Blue Origin made history Monday night with the launch into space and safe recovery of an unpiloted New Shepard Crew Capsule and its Propulsion Module. Flying from the company’s Van Horn launch site in West Texas, the Blue Origin capsule and propulsion module rocketed more than reached its planned test altitude of 329,839 feet (100.5 kilometers) before executing a historic landing back at the launch site.
“Now safely tucked away at our launch site in West Texas is the rarest of beasts —- a used rocket,” said Jeff Bezos, founder of Blue Origin. “Blue Origin’s reusable New Shepard space vehicle flew a flawless mission -— soaring to 329,839 feet and then returning through 119-mph high-altitude crosswinds to make a gentle, controlled landing just four and a half feet from the center of the pad. Full reuse is a game changer, and we can’t wait to fuel up and fly again.”

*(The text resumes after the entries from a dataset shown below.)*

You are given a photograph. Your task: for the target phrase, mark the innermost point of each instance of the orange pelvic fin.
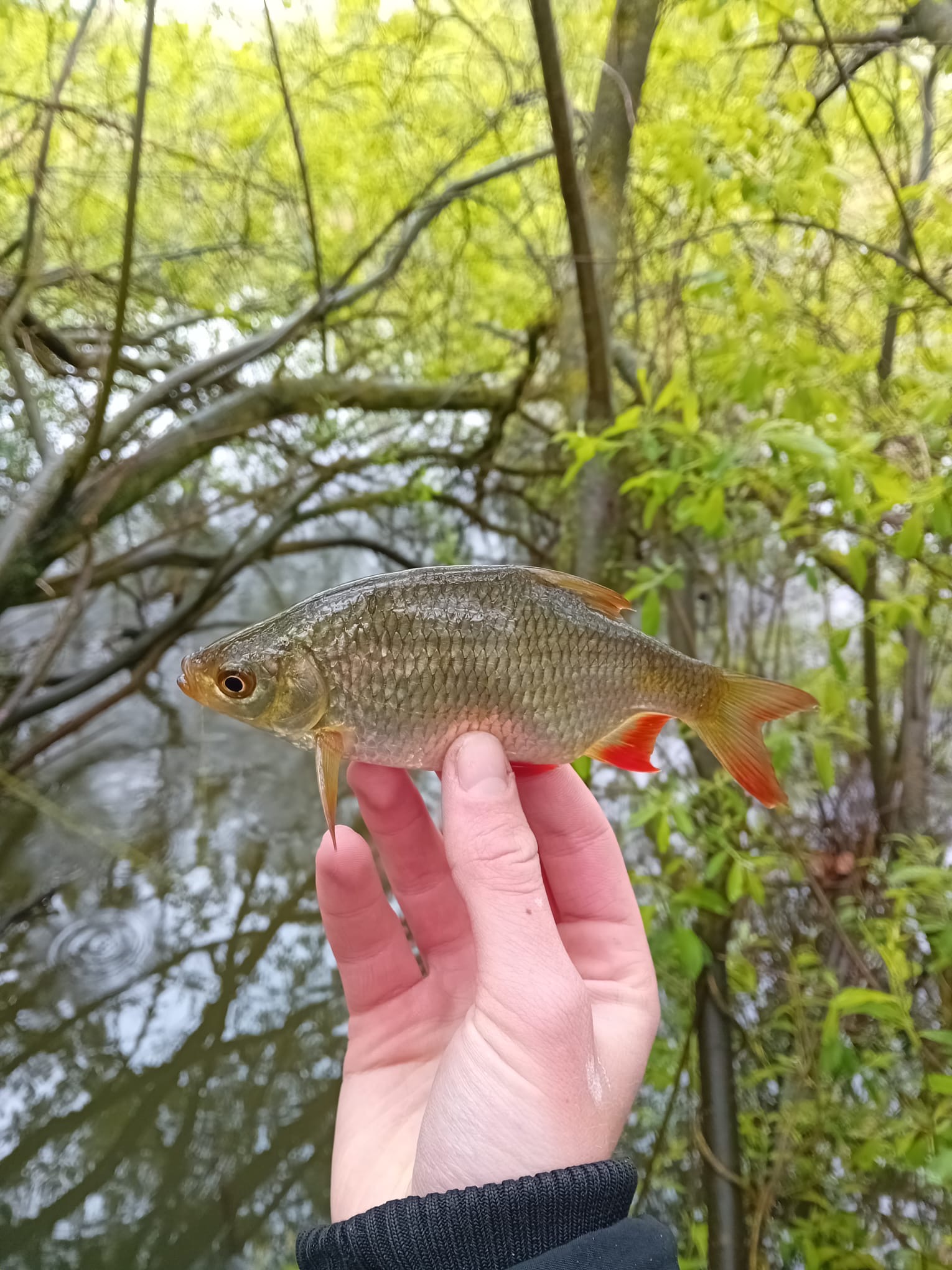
(732, 731)
(532, 769)
(600, 598)
(631, 745)
(329, 750)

Named in honor of the first American in space, Alan Shepard, the New Shepard vertical takeoff and vertical landing vehicle will carry six astronauts to altitudes beyond 100 kilometers, the internationally-recognized boundary of space. Blue Origin astronauts will experience the thrill of launch atop a rocket, the freedom of weightlessness, and views through the largest windows to ever fly in space. Astronaut flights will begin following completion of a methodical flight test program.

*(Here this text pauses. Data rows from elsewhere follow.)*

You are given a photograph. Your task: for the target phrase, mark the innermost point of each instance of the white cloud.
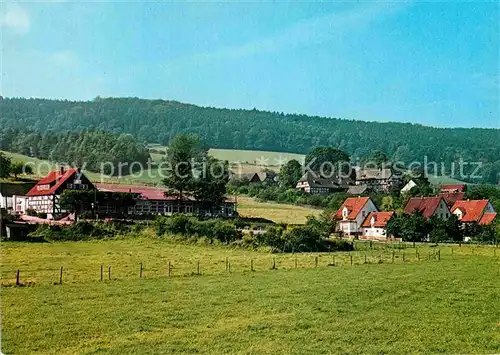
(15, 18)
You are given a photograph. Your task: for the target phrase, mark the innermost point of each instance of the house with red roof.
(44, 196)
(474, 211)
(451, 188)
(428, 206)
(375, 224)
(451, 197)
(154, 201)
(352, 214)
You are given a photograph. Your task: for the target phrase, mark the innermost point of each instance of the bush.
(31, 212)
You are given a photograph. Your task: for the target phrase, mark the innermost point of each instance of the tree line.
(94, 151)
(159, 121)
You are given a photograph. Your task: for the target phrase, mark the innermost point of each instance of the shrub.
(31, 212)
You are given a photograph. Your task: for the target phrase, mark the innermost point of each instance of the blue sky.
(434, 63)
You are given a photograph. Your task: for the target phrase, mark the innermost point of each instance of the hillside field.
(276, 212)
(431, 306)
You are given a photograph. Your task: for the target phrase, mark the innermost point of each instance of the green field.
(276, 212)
(446, 306)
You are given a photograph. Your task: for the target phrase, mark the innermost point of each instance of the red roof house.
(479, 211)
(428, 206)
(375, 224)
(377, 219)
(453, 188)
(44, 196)
(451, 197)
(352, 213)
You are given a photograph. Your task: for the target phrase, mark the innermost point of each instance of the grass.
(277, 212)
(447, 306)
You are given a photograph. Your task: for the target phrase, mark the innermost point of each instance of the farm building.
(474, 211)
(410, 185)
(9, 191)
(452, 188)
(428, 206)
(451, 197)
(44, 196)
(375, 224)
(380, 180)
(352, 214)
(313, 183)
(154, 201)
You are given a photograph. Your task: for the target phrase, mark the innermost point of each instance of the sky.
(427, 62)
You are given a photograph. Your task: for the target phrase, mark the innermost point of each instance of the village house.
(452, 188)
(351, 215)
(428, 206)
(451, 197)
(474, 211)
(375, 225)
(313, 183)
(409, 185)
(154, 201)
(10, 190)
(44, 196)
(379, 180)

“Blue Origin’s successful flight is a significant step in making space tourism a reality in Texas and the United States,” said House Space Subcommittee Chairman Brian Babin (R-Texas). “Congratulations to the entire team for their vision, ingenuity and tireless efforts in ensuring the United States is the home of commercial space.”
The New Shepard space vehicle is fully reusable and operated from Blue Origin’s West Texas launch site. The vehicle is comprised of two elements —- a crew capsule in which the astronauts ride and a rocket booster powered by a single American-made BE-3 liquid hydrogen, liquid oxygen engine. At liftoff, the BE-3 delivers 110,000 pounds of thrust. During ascent, astronauts experience 3x the force of gravity as the spacecraft accelerates through the atmosphere.
Following powered flight, the crew capsule separates from the booster and coasts into space, providing several minutes of weightlessness. As the crew capsule descends, it reenters the atmosphere with astronauts experiencing about 5x the force of gravity before deploying three main parachutes for landing. Meanwhile, the booster descends under guided flight to the landing pad. Just prior to landing, the booster re-ignites its BE-3 engine which slows the vehicle to 4.4 mph for a gentle, powered vertical landing, enabling vehicle reuse.
The New Shepard test comes on the heels of passage of the SPACE Act, landmark bipartisan legislation that encourages private American space companies to continue investing in crucial research, development, and testing without the threat of new and overbearing government regulations. The bill is awaiting the president’s signature.